1549 Background: We examined DNA sequence alterations in matching normal tissues, primary breast cancers and metastatic lesions to study the genomic evolution of breast cancer. We also assessed technical reproducibility. Methods: DNA was extracted from formalin fixed paraffin embedded tissues obtained during autopsies from 3 patients including 12 specimens. We performed paired-end whole exome sequencing with SOliD V4 Genome Analyzer using the Agilent Sure Select All Exon Kit including technical replicates. Nucleotide variants (NV) were detected by Varscan V2.2 and functional impact was predicted by ANNOVAR. Results: After 4 QC steps (duplicate and strand bias removal, base quality and minor allele frequency filters) that removed 98.81% of variants per sample (range 96.50%-99.99%).

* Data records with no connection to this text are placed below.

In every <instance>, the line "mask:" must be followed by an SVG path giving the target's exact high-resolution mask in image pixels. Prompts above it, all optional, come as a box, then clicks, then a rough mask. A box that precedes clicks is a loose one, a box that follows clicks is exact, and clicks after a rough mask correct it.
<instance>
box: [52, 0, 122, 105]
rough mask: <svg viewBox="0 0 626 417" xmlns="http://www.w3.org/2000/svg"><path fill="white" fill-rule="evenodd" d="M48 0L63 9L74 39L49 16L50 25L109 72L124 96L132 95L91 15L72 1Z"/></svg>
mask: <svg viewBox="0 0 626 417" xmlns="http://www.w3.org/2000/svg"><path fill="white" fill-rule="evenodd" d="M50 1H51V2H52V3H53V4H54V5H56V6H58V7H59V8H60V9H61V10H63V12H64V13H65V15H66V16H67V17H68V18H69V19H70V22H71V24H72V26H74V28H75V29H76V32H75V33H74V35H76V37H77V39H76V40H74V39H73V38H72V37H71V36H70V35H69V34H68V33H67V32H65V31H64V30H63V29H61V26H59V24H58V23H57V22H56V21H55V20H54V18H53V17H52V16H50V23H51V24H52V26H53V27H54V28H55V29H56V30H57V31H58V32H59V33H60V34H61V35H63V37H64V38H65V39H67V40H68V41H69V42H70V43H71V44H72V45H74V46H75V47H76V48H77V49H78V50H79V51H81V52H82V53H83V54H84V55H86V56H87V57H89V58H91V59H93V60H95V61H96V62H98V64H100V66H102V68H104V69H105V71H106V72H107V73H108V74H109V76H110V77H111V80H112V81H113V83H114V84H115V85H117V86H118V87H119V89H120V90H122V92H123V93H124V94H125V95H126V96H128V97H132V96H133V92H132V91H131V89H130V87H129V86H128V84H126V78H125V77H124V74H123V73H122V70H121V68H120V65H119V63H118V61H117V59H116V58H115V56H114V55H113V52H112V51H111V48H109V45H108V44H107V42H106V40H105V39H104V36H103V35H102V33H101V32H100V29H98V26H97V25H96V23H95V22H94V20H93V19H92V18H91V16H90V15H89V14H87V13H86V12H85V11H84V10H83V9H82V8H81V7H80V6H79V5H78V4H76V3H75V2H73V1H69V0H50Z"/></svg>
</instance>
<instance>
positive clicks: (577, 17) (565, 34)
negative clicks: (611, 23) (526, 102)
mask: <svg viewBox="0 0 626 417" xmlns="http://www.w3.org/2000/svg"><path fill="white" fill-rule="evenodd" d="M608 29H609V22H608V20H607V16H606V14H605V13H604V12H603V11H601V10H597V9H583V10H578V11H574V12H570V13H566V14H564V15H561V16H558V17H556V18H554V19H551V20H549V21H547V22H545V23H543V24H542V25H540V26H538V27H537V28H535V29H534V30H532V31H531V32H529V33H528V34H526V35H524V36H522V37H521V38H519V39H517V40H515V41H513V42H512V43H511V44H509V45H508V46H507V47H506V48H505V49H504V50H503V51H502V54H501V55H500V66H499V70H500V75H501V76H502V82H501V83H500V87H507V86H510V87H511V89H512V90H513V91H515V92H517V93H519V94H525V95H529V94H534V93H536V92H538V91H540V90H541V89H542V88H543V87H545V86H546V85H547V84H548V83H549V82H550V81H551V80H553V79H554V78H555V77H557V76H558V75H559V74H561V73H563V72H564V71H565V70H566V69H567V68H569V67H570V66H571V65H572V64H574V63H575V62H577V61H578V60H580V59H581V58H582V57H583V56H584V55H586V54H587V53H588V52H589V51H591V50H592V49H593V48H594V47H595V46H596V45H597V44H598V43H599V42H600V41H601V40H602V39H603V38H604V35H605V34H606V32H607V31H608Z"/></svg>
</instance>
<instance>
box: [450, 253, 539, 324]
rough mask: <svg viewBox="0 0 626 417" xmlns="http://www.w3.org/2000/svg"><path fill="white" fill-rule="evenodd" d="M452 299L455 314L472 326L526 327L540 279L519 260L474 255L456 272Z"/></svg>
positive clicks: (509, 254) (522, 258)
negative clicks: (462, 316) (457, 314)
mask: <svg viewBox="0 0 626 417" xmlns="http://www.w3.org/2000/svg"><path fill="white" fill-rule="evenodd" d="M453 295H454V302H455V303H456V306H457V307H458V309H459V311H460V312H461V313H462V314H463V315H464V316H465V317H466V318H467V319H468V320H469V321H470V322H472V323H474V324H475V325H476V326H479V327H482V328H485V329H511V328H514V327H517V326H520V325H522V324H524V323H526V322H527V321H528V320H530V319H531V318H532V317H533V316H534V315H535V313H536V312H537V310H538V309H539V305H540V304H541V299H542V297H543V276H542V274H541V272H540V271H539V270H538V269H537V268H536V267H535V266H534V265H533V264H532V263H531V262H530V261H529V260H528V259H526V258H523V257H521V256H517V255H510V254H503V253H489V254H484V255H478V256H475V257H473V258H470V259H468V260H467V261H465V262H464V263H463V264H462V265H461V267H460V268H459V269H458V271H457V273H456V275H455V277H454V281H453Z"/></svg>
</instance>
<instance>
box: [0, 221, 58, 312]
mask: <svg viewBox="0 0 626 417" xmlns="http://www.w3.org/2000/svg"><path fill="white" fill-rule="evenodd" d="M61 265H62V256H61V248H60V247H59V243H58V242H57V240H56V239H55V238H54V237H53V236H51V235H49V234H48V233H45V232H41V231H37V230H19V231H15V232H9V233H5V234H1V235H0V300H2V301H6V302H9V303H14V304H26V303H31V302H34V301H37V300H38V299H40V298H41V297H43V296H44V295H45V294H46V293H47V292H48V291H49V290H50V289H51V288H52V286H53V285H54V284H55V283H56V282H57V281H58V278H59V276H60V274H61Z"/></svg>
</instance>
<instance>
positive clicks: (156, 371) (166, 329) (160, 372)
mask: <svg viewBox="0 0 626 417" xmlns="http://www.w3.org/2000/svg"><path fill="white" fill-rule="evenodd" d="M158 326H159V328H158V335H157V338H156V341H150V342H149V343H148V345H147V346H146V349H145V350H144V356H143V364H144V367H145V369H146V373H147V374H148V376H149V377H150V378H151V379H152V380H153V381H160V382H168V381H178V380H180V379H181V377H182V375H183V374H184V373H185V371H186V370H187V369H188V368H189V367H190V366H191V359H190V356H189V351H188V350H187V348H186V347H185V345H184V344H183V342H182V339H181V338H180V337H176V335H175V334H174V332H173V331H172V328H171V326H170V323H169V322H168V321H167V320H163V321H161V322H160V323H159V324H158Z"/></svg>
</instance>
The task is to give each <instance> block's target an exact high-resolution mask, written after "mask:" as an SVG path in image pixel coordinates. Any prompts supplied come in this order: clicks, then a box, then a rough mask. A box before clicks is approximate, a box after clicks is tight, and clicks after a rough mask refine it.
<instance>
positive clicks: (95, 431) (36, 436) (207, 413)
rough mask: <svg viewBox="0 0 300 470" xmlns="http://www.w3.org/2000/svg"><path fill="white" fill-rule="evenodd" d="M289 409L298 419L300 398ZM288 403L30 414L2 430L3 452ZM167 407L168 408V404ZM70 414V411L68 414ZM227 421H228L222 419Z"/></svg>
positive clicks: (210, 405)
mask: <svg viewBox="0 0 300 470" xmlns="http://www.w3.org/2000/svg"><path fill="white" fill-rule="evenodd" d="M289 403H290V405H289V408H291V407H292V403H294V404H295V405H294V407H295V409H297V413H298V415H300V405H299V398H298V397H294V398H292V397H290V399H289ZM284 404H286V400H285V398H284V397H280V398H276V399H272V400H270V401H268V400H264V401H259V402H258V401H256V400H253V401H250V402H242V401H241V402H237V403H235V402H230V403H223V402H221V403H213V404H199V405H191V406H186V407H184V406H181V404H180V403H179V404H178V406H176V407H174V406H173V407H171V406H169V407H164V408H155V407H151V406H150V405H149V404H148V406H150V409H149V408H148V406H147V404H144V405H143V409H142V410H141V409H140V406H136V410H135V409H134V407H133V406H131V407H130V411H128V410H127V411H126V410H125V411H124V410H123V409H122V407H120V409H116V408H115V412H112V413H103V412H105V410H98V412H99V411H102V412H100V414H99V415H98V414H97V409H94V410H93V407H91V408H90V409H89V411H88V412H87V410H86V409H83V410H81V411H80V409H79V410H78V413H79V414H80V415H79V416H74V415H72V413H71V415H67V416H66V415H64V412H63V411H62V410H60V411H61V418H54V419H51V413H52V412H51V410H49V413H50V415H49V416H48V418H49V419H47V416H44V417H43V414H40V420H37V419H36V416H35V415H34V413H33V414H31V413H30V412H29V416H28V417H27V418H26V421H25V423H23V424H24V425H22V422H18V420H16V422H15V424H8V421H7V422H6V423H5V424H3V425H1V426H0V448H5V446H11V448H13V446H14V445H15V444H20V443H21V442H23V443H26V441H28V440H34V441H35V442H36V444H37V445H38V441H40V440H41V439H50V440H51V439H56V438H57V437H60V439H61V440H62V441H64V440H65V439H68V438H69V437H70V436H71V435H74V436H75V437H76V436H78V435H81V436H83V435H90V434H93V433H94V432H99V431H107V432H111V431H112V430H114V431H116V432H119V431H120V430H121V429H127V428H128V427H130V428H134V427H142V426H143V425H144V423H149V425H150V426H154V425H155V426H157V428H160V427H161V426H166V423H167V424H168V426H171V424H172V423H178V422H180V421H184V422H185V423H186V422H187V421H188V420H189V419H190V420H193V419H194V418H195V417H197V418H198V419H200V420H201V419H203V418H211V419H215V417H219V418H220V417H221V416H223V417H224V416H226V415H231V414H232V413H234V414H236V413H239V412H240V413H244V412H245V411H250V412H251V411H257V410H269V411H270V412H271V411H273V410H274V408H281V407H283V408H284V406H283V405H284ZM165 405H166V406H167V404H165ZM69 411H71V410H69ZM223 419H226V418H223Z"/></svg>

We observed on average 2648 new NVs per cancer sample (range 10-5541) at a mean coverage of 72 (range 19-283) and mean library size of 48270660 base (range 7764034 base - 60752085 base). Concordance for high quality NVs reached 95% (range 92%-98%) in replicates. Mutation rate in the primary cancer differed from patient to patient (range 10.41per Mb to 18.29 per Mb) with more mutations seen in patients with longer disease history and extensive prior therapy. We also observed more differences in mutations between primary tumors and metastasis than expected by technical nose alone. On average, 234(83.53%) mutations were shared between a primary tumor and a metastasis (range 4 – 947; 62.5%-97.63%) and the number of site-specific mutations ranged from 0 to 251. An index for assessing mutational heterogeneity was greater in primary cancers compared to their metastasis. Mapping of variants with predicted functional impact yielded different targetable anomalies for different tumor sites. Conclusions: Mutation rates differed among patients according to their disease history. Difference of mutation between primary tumor and metastatic lesion were larger than technical noise and the heterogeneity of primary cancers was larger than that of metastasis. Metastasis often differed from the primary tumor in the spectrum of potentially targetable anomalies.